4: Are You Ready To Settle Down?
How many job changes have you had in your life? If you are like me, probably several. Until you find that one career you plan on keeping for a while you may find that your next job may create a two hour commute or, worse, lead you to another city or state.
Unless you are in the flipping business, your home is a long term investment. Home prices, on average, appreciate around three percent per year. In other words, if you buy a home and sell it within a year or two, there’s a chance that the increased value (if any) won’t even cover the closing costs you paid to buy the house. K
I recommend planning on staying in your home for at least five years. If you aren’t ready to commit to that length of time yet, it’s okay. Just don’t jump on the “I need to buy a house because everyone else is” bandwagon.
Yes, you can always rent your home out if you were to move out of the area. In fact, I’m a believer in turning prior homes into rentals; it’s how I got started investing in real estate. It takes work to be a landlord, however, and you should know what you’re getting into before diving into real estate investing. 
5: Can You Fix a Leak?
When you become a home owner, you have to be able to fix your own problems. It’s perhaps the biggest difference from being a renter.
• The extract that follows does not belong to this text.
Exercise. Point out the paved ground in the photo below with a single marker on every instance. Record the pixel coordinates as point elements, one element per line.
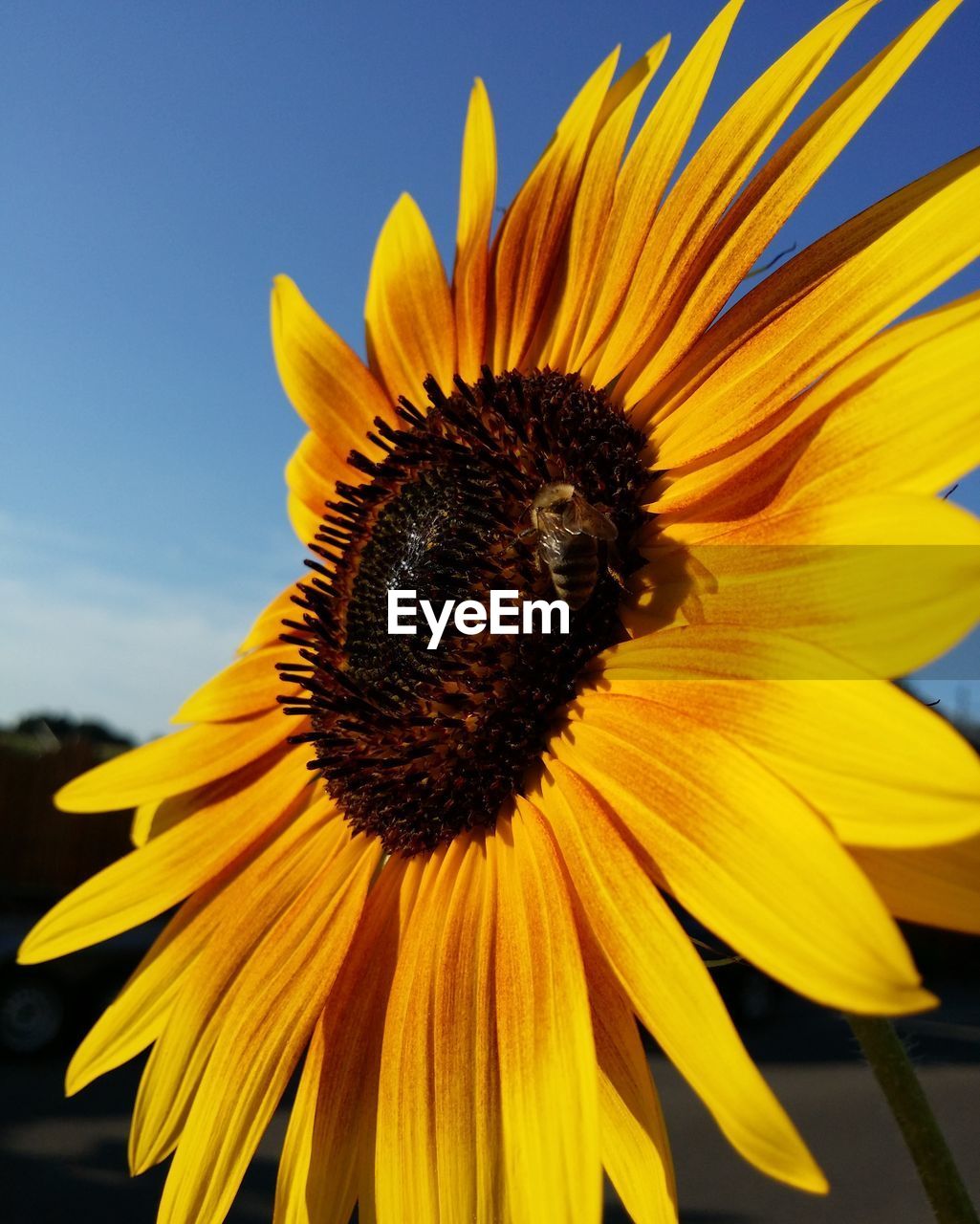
<point>65,1161</point>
You can’t simply call the apartment office or landlord to have them fix a leaky sink or broken dishwasher. When you are the owner, you need to have either:
the ability to fix problems yourself or
the resources to pay others to fix them.
If you can fix things yourself, you can save on the labor but the material costs can still wreck havoc on your savings. A new dishwasher isn’t cheap. These little surprises are a part of home ownership, and you should be prepared for them both financially and psychologically.
So, Are You Ready To Buy?
Did you answer “yes” to each of these five questions?
Are your debts and credit score in order?
Have you saved a down payment and money for furnishings, moving, and upgrades?
Can you comfortably afford your new monthly payment?
Are you ready to settle down?
Can you fix a leak?
If so, I fully encourage you to pursue buying a home if you desire to. Although this article may come across  a bit against home ownership, I am a full believer of buying a home (and more than one) as soon as you are ready. Buying a home can be a terrific investment, especially if you buy when prices are “on sale” like they are in today’s market. Of course, no investment is guaranteed.
If you were not able to answer yes to these five questions – that’s okay!  Owning a home is like having children: they may be blessings, but that doesn’t mean you need to rush into it (both homes and kids can get expensive!)
Buying a home is a big decision. As I mentioned earlier, buying a home is not so much about “when” as it is “who.” Only you know truly who you are, what you can afford and what you can’t.